Die Stadträte Max Straßer und Otto Seidl starten mit einem Stadtratsantrag einen neuen Anlauf. Der Vorhabensträger „MUC Real Estate GmbH“ will in einem kleineren Geviert, zwei Minuten zur U-Bahn-Station Westendstraße entfernt, Wohn- und Gewerbenutzungen anbieten. Die Stadträte fordern die Stadt auf, mit dem Investor in Verhandlungen zu treten, um die für ein Bürgerhaus benötigten Flächen im Areal „Wohnen zwischen Tübinger- und Hansastraße“ zu erhalten.
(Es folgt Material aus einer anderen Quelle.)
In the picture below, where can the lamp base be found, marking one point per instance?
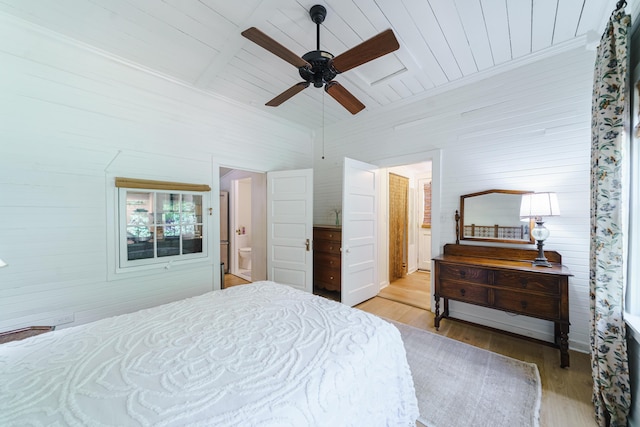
(541, 260)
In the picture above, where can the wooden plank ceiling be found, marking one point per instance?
(443, 43)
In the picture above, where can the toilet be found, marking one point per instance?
(245, 258)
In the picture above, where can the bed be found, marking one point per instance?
(262, 354)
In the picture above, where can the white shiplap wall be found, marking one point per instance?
(528, 128)
(72, 119)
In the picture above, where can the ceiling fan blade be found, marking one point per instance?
(293, 90)
(263, 40)
(344, 97)
(375, 47)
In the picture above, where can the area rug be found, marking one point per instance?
(459, 385)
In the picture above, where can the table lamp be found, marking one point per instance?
(536, 206)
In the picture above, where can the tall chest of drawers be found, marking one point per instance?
(504, 279)
(327, 241)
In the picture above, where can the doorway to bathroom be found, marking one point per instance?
(247, 228)
(241, 228)
(408, 190)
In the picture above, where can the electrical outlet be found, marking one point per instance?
(62, 319)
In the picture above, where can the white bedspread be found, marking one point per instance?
(255, 355)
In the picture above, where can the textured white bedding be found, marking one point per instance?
(255, 355)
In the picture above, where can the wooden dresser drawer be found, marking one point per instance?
(327, 234)
(327, 258)
(328, 278)
(530, 282)
(532, 305)
(464, 292)
(323, 260)
(464, 272)
(326, 246)
(499, 279)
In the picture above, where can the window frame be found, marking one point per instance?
(125, 185)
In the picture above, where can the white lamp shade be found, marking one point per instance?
(539, 204)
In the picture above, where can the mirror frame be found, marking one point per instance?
(483, 239)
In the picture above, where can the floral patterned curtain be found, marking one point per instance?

Max StraßerStadtrat Max Straßer erläutert: „Der entsprechende Raumbedarf in Höhe von 1.200 bis 1.500 qm ist gegeben, und damit hat der Stadtteil Laim eine interessante und realistische Chance, endlich zu einem Bürgerhaus mit Bürgersaal zu kommen. Der kulturelle Bedarf könnten gedeckt und Bürgerversammlungen abgehalten werden. Auch die Laimer Vereine fänden ein Zuhause. In Frage käme sowohl eine Anmietung als auch ein Erwerb der benötigten Flächen durch die Landeshauptstadt München. Allerdings müsste es bald vorangehen, ansonsten werden die Flächen anderweitig vergeben. Der vormals über Jahre vorgesehene Standort für ein Laimer Kulturzentrum in der Hogenbergstrasse 33-35 wird nach einer erfolgreichen Nachbarschaftsklage kaum mehr zum Tragen kommen, ein weiterer möglicher Standort an der Westendstraße/Ecke Ludwigshafener Straße bildet zum Stadtteil Laim wenig räumlichen Bezug.“

Der neu ins Auge gefasste Standort liegt zwar schon knapp auf dem Gebiet Sendling-Westpark, hat aber eine ausgezeichnete verkehrliche Anbindung zu Laim (U-Bahn-Station-Westendstraße). „Die Landeshauptstadt München würde viel Geld sparen und Synergieeffekte nutzen können, weil mit der idealen Lage zwei Stadtteile profitieren könnten“, fasst Straßer den Vorteil des Standorts zusammen.